RETROUVONS L’ESPRIT DU MOUVEMENT KARABAGH

(© archives.am)

par Maral SIMSAR

Il y a 35 ans, le peuple arménien vivait une des pages les plus tragiques et horrifiantes de son histoire récente. Du 27 au 29 février 1988, dans la ville de Sumgaït, des meurtres, des tortures et d’autres atrocités ont été commis contre la population arménienne de la ville par des groupes de voyous bien armés, dans l’indifférence générale des forces de l’ordre locales et avec l’instruction des autorités azerbaïdjanaises. Le but de ces actions était de créer un climat de terreur et de réprimer les revendications pacifiques des Arméniens du Haut-Karabagh, suite à la décision historique du 20 février 1988 adoptée par l’assemblée législative de cette région autonome de l’Azerbaïdjan, demandant son rattachement à l’Arménie. Plus tard, le même scénario allait se reproduire à Bakou et dans d’autres villes d’Azerbaïdjan ainsi que dans le nord de l’Artsakh, suivi de la déportation du reste de la population arménienne. L’idéologie anti-arménienne, mise en œuvre par ces actes barbares, allait devenir, au cours des décennies suivantes, la politique d’État de l’Azerbaïdjan, pour aboutir à la guerre de 44 jours avec ses conséquences désastreuses que nous connaissons. Nous sommes arrivés à un stade où, encouragé par l’indifférence de la communauté internationale et bénéficiant de l’impunité totale, l’Azerbaïdjan ne cache pas ses intentions génocidaires envers les Arméniens.

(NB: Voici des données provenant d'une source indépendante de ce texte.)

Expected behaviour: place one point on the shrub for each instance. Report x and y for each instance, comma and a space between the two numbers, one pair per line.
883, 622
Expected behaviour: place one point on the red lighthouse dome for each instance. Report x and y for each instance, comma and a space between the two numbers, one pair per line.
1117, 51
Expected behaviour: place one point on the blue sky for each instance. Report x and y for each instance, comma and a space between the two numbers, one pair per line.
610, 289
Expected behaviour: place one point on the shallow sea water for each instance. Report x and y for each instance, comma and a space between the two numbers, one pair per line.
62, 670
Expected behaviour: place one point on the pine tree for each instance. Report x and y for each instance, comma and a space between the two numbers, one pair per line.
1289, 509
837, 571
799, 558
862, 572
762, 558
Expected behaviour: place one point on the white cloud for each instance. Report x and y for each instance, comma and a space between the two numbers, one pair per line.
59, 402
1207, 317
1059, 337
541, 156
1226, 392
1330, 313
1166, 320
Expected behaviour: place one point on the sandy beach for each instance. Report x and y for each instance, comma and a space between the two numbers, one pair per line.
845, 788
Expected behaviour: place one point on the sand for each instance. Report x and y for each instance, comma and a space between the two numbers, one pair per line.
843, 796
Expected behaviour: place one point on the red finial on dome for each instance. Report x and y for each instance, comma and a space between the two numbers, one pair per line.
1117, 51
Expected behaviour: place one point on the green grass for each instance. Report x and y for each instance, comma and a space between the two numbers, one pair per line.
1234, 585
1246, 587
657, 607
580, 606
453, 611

Aujourd’hui, le risque de répétition des horreurs de Sumgaït plane sur les têtes des Arméniens d’Artsakh comme une épée de Damoclès. Malgré les nombreux appels des dirigeants du monde politique international et de diverses instances, le couloir de Berdzor reste toujours (au moment où nous mettons ce numéro sous presse) bloqué depuis mi-décembre 2022, par des pseudo-activistes écologistes azéris, provoquant une crise humanitaire insoutenable pour les 120’000 Arméniens pris en otage. Par ailleurs, l’ordonnance de la Cour Inter-nationale de Justice (CIJ), la plus haute juridiction de l’ONU siégeant à La Haye, du 22 février 2023, demandant à l’Azerbaïdjan de « prendre toutes les mesures à sa disposition pour assurer la circulation sans entrave des personnes, des véhicules et des marchandises le long du couloir de Latchin (Berdzor) dans les deux sens », reste pour le moment, lettre morte. Tant que cette ordonnance et les appels ne sont pas assortis de mesures concrètes, telles que des sanctions, pour obliger l’Azerbaïdjan à mettre fin au blocus, ce dernier poursuivra sa politique d’épuration ethnique contre les Arméniens d’Artsakh. Cela représente la première phase du programme panturquiste du président Aliev visant à ouvrir un corridor reliant l’Azerbaïdjan au Nakhijevan et à la Turquie sur le territoire souverain de l’Arménie, qu’il considère comme l’Azerbaïdjan occidental!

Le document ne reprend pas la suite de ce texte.